Blueberry Muffins

These muffins were born from my intense craving for a single blueberry muffin. I feel so excited to share with you the final culmination of my research into the fluffiest not too sweet blueberry muffins.

As I was looking for the inspiration, I found these 2 tips that seemed feasible. They both help contribute to the fluffiness of the muffin.
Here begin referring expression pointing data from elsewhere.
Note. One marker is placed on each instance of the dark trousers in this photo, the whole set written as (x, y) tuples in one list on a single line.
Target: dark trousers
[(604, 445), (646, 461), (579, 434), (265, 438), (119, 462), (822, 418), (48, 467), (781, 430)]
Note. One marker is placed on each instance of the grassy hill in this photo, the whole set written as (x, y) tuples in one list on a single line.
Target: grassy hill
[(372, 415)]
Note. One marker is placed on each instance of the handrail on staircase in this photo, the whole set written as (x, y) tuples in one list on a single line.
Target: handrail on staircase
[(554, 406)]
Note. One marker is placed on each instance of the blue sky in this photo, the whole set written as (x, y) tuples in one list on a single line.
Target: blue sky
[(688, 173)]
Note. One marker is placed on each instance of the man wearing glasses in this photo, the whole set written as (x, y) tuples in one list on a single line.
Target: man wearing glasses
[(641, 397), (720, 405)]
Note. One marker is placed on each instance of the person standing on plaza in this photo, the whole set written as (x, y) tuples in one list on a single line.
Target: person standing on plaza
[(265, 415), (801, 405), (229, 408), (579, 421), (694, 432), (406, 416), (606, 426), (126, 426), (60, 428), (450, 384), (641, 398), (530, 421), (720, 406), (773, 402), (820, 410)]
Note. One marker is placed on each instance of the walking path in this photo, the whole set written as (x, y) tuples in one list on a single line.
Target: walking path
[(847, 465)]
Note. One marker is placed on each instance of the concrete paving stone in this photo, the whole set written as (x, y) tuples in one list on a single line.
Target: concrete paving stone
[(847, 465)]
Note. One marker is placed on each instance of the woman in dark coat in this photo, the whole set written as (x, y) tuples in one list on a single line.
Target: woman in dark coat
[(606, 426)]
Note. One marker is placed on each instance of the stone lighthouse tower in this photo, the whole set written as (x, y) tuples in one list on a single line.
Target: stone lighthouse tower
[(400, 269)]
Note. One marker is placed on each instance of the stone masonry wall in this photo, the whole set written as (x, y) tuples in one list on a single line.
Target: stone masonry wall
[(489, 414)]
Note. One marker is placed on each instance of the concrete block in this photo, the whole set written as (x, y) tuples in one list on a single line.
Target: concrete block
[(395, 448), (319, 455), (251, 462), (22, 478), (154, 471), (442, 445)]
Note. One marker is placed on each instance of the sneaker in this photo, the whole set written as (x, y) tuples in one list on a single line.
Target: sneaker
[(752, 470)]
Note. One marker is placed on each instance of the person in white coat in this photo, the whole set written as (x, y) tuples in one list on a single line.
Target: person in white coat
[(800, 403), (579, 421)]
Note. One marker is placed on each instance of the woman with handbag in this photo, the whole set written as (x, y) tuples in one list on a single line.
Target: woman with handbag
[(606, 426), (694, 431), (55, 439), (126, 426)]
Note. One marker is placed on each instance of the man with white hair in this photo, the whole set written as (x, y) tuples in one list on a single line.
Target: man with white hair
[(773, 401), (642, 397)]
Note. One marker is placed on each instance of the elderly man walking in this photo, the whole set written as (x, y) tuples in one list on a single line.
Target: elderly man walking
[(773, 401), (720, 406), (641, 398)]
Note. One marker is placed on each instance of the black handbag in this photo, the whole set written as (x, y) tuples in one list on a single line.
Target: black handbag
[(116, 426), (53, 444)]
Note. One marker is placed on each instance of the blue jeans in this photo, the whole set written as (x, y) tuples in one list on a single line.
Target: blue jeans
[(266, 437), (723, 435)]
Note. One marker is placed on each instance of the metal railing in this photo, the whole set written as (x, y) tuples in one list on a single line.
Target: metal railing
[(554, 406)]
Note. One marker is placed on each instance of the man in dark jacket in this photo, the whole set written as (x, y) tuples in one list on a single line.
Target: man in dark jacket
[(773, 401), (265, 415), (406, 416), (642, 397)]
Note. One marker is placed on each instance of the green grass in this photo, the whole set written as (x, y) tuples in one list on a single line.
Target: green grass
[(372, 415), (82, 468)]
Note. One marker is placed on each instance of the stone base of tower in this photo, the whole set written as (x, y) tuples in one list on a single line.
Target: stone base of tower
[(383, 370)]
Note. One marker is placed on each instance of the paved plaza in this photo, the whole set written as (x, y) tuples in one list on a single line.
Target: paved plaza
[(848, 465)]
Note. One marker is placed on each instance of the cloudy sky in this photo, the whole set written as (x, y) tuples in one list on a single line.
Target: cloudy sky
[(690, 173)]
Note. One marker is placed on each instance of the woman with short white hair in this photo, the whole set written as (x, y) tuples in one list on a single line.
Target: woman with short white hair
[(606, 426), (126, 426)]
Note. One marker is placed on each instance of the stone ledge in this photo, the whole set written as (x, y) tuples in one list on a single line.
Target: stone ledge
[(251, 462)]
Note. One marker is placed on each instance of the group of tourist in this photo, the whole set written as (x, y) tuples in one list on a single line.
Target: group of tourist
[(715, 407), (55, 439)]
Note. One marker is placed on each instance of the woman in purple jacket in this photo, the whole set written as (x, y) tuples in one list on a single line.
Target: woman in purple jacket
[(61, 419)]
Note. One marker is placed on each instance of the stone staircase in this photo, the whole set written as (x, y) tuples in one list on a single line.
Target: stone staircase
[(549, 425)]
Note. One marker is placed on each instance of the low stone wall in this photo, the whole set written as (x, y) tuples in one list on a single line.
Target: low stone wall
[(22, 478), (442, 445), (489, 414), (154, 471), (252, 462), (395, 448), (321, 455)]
I was feeling like I needed to ensure the fluffiest so I added both in.

  1. Lemon Juice (1 tbsp) to the milk

  2. Baking Soda (1/2 tsp)


Blueberry Muffins

Ingredients:

  • 1/2 cup flour

  • 1/2 cup sugar

  • 1/2 tsp baking powder

  • 1/2 tsp baking soda

  • 1/2 tsp salt

  • 1 cup soy milk

  • 1 tbsp lemon juice

  • 1/4 cup neutral oil

  • 1-1/2 cup blueberries, frozen or fresh

    • If using frozen, keep in the freezer until the last step

Instructions:

  1. Preheat oven to 450 F

  2. Stir in lemon juice into the milk and let it sit for a minute

  3. Add and mix together the dry ingredients into a separate bowl

  4. Add oil into the milk mixture and combine with the dry ingredients

  5. Prep your muffin tray by spraying with oil and a light dust of flour to prevent sticking

  6. Mix in the blueberries to the batter, taking care not to over stir

  7. Pour into the muffin tin evenly

  8. Then combine the liquid ingredients into the dry ingredients

  9. Bake for 20-25 mins

  10. Cool enough to touch and enjoy!


Look at how full of blueberries this is!

Look at how full of blueberries this is!